В своих статьях, интервью, лекциях и, самое главное, фильмах Тарковский последовательно придерживался мнения, что художник «мыслит образами и только так способен продемонстрировать свое отношение к жизни»[210]
. Это значит, в частности, что он никогда не был привязан к идеям, которыми он обозначал свои фильмы для официозной рекламы или коммерческого потребления. Читая его тексты, приходишь к заключению, что он предпочел бы вообще не говорить о своих фильмах: «Когда же мы имеем дело с подлинным произведением искусства, с шедевром, мы имеем дело с “вещью в себе”, с образом таким же непонятным, как и сама жизнь»[211]. Как и натура, декорация и мизансцена, повествование предоставляет раму, внутри которой стихийные потоки и человеческие взоры пересекаются и переплетаются в интенсивном взаимодействии. Оно, иначе говоря, является горнилом, в котором зритель переплавит фильм в опыт.Первый полнометражный фильм Тарковского научил его балансировать интересы и намерения конкурирующих сторон в написании сценария. Работая с готовым текстом, каждую букву которого страстно отстаивали его авторы Михаил Папава и Владимир Богомолов, а также руководство студии «Мосфильм», Тарковский (вместе с Андреем Кончаловским) пользовался минимальной свободой в приспособлении фильма к собственному стилю. Формально он ограничился добавлением четырех сновидений и финального монтажа военной хроники, нестандартным выбором актеров для некоторых ролей (особенно Евгения Жарикова в роли Гальцева) и переименованием фильма из «Ивана» в «Иваново детство». Тарковский избегал любого смягчения обстоятельств и восприятия смерти героя, но он пытался сместить центр повествования с действий Ивана на напряженную «паузу» между этими действиями, полную «атмосферы напряженного ожидания»[212]

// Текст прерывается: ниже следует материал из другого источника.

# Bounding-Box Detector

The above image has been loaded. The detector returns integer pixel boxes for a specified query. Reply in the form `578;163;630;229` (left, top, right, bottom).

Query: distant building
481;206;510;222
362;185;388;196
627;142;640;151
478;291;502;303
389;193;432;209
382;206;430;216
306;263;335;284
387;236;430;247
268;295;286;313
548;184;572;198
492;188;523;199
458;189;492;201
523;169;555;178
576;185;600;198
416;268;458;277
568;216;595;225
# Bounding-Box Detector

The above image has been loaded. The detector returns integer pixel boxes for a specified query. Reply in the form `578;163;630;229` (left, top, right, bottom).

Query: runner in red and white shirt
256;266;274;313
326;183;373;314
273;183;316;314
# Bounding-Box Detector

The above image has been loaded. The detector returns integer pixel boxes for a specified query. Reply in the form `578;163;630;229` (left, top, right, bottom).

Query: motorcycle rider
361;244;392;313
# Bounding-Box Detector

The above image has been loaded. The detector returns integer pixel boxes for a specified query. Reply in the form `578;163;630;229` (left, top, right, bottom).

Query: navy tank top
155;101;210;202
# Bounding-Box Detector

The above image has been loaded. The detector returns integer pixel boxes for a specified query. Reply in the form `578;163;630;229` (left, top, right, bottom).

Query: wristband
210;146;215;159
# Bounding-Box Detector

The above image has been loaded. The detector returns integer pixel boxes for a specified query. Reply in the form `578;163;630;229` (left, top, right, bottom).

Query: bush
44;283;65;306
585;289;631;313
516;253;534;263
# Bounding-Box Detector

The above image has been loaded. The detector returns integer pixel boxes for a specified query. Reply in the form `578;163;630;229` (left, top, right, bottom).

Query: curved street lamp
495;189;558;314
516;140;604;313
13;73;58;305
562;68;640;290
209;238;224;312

: «Открывалась перспектива создать по-новому правдивую атмосферу войны с ее перенапряженной нервной конденсацией, невидимой на поверхности событий, а лишь ощутимой, как подземный гул»[213]. С этой перспективы открылись и персонажи в духе Достоевского, которые «в неразвивающемся, как бы статичном напряжении страсти обретают максимальную остроту и проявляются более наглядно и убедительно, чем в условиях постепенных изменений»[214]. Тарковский уподобляет это напряжение механической пружине, с помощью которой Катасоныч чинит патефон. Потом окажется, что Катасоныч починил патефон, чтобы с его помощью товарищи могли оплакивать его собственную смерть. Приблизительно так же и весь фильм об Иване является машиной для оплакивания героя, вернее, машиной, производящей саму способность оплакивать его. В глазах Тарковского, последнее сновидение Ивана, в котором он играет в войну с другими детьми, нисколько не «смягчает» горя: «Зритель смотрит на героя, которого уже нет на свете, вбирает в себя частицы его действительной и возможной судьбы»[215].При таком замысле главная задача Тарковского заключалась в замене деловитого рассказа более «поэтической» визуальной манерой. В то время (потом он переосмыслит это понятие) «поэтическое кино» обозначало для Тарковского такое кино, которое «взрывает» логические связи между событиями и приковывает внимание к их «внутренней силе» и «ассоциативным сцеплениям»[216]
. Учитывая способность памяти создавать синтетический образ опыта, Тарковский приводит типичную для него пространственную композицию: «Событие это на фоне всего дня выглядит как дерево в тумане»[217]. В частности, Тарковский говорит о необходимости контраста между пространственной композицией (или мизансценой) и повествовательной логикой. В случае слишком полной гармонии между мизансценой и действием получается «некий идейный потолок, за пределами которого разверзается пустота» – потолок вместо бесконечной атмосферы[218].Успех «Иванова детства» вдохновил Тарковского на радикальный эксперимент в области поэтического повествования в сценарии «Андрея Рублёва», написанном в соавторстве с Андреем Кончаловским. Представляя свой замысел в «Литературной газете», Тарковский провокационно ставил акцент на экспериментальную форму: «Произвольно нарушая сюжетное повествование, мы будем строго соблюдать поэтическую последовательность. Мы постараемся сопоставить внешне, казалось бы, несопоставимые вещи. В этом методе много поэзии. Он позволяет в образной емкой форме рассказать о главном»[219]
. Как и «Иваново детство», только в гораздо большем масштабе, фильм был посвящен продолжительной паузе в жизни Рублёва, в которой выразилась «жизнь его духа, дыхание атмосферы, формирующей его отношение к миру»[220]. Долгое и трудное производство фильма постоянно утверждало Тарковского в необходимости пересматривать, перерабатывать и даже «ломать» первоначальный замысел. Задуманный рассказ остался в основном лишь как голая арматура аудиовизуального исследования атмосферы рублёвских икон.